Non è un terreno nuovo, è una crepa nel terreno vecchio, un'esplosione di possibilità tanto trasformative quanto patologiche. Il passaggio, simile al vecchio meccanismo dell'iniziazione, prevede la torsione di caratteristiche che avevamo scambiato per invarianti umane lungo assi finora ineffabili: l'opportunità di una comprensione più profonda di cosa significa "umano", e al tempo stesso la necessità del dolore ed il rischio dell'autodistruzione. (Su un piano più filosofico, si potrebbe chiedersi se di fronte a tali metamorfosi gli assi che consentono una coerenza nella trasformazione sono da trovare o da inventare. Ma rimanderemo la questione, per il momento.)

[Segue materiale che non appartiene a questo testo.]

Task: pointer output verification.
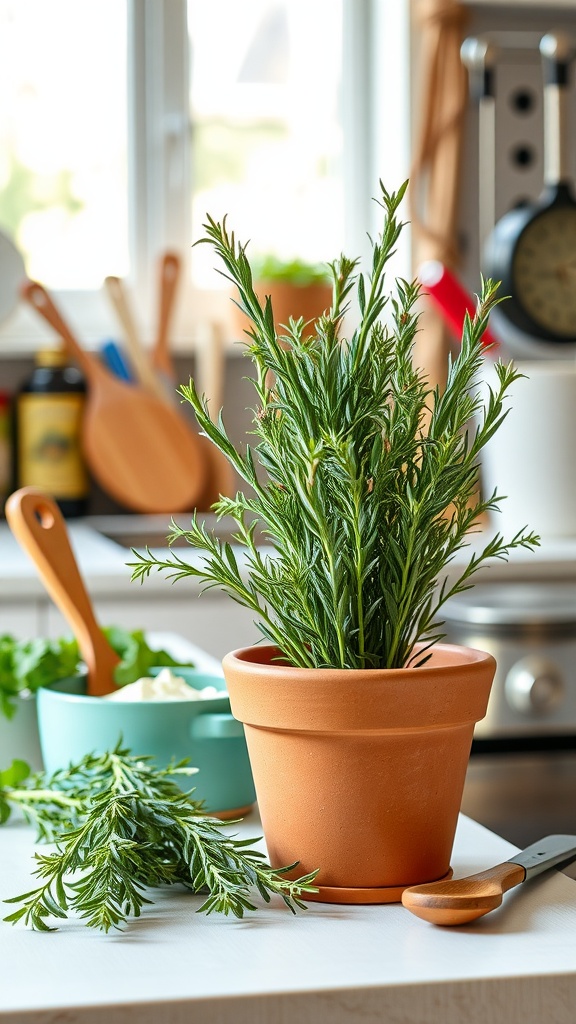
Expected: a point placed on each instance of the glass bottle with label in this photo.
(48, 420)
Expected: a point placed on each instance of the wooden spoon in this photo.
(457, 901)
(140, 450)
(170, 267)
(37, 523)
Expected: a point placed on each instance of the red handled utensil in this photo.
(451, 298)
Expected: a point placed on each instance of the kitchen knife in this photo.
(461, 900)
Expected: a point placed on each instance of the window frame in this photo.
(375, 108)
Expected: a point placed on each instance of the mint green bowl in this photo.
(72, 725)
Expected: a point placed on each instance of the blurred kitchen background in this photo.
(124, 123)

Prendi questo blog: io stesso non sono sicuro se sia più vicino alla situazione in cui parlo ai miei amici delle cose che mi interessano, ad uno spazio pubblico nel quale intervengo su problemi della collettività, o una sorta di raccolta privata nella quale vi do occasione di sbirciare. Non so se sono frivolo o serio, e nemmeno so quali forme di dialogo sono possibili a partire da qui. Probabilmente resterei sorpreso da qualunque interazione, e a volte mi accorgo di disorientare me stesso.

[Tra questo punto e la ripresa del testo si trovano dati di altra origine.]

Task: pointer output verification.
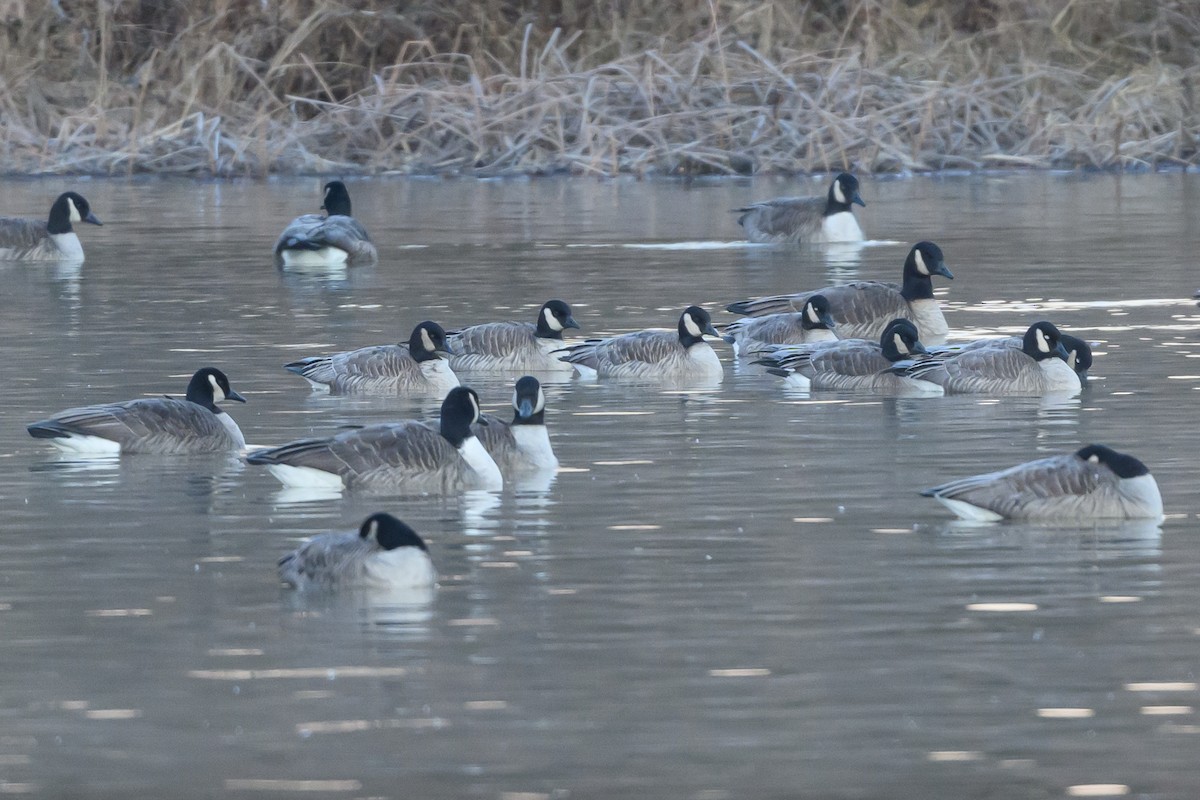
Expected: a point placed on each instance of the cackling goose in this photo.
(418, 367)
(409, 456)
(150, 425)
(383, 553)
(807, 326)
(1095, 482)
(316, 240)
(809, 220)
(54, 240)
(851, 364)
(1037, 367)
(653, 354)
(521, 445)
(863, 308)
(515, 347)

Tuttavia, nonostante tutta questa vaghezza ed apertura la verità è che, ancora più di quanto non sia il caso per la letteratura tradizionale, puoi leggere queste pagine come ti pare, ma proprio per questo finirai per leggerle secondo una schema al quale sei abituato (e io potrei scrivere per chiunque, in qualunque modo, non ho limiti né editori, ma finisco per scrivere nel modo in cui so, di ciò che mi interessa).

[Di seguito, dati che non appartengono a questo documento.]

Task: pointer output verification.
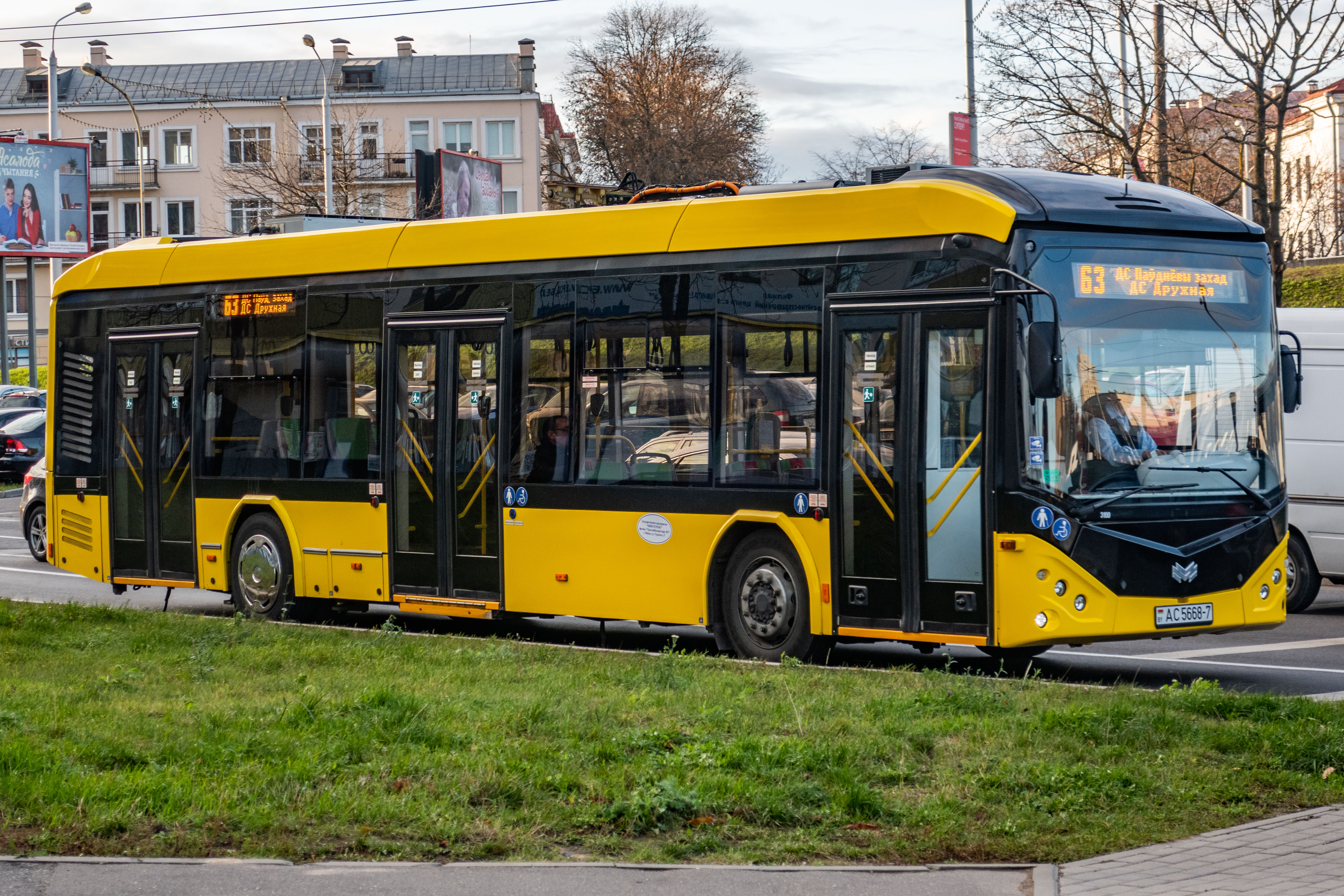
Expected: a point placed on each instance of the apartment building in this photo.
(225, 146)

A tutti coloro che in modo non ironico intendono l'internet come una trasformazione della comunicazione umana, basti ricordare quanto sia difficile individuare nella serie di interazioni che sulla rete si producono forme realmente innovative di uso del linguaggio, e formazione di reti. Nella stragrande maggioranza dei casi, si tratta di replicare nello spazio virtuale una forma di connessione interpersonale e comunicazione già collaudata, nella quale ci si trova a proprio agio. Più ci si allontana dall'imitazione della vita vera, meno internet funziona (chiaramente, se per "funziona" si intende che contribuisce allo sviluppo organico delle piene potenzialità umane. Se invece si intende che contribuisce alla circolazione di merci, o allo sviluppo di un controllo sempre più capillare della realtà sociale, allora vale il contrario.)

Lo "specialista della comunicazione su internet", in conclusione, è una figura parassitaria, lontana dall'essenziale, che come l'antico sofista o il prete difende l'indipendenza del mezzo da ciò che ci passa attraverso. Il suo formalismo riflette quello della società tutta: da ogni parte, giornalisti e politici scuotono le proprie gabbie di carne, insofferenti nei confronti dei propri corpi come di quelli altrui, desiderosi solo di librarsi infine, pura luce, pura immagine, in una esaltazione emotiva disincarnata, avvolti dal sentiment del web, in un coro di tweet angelici.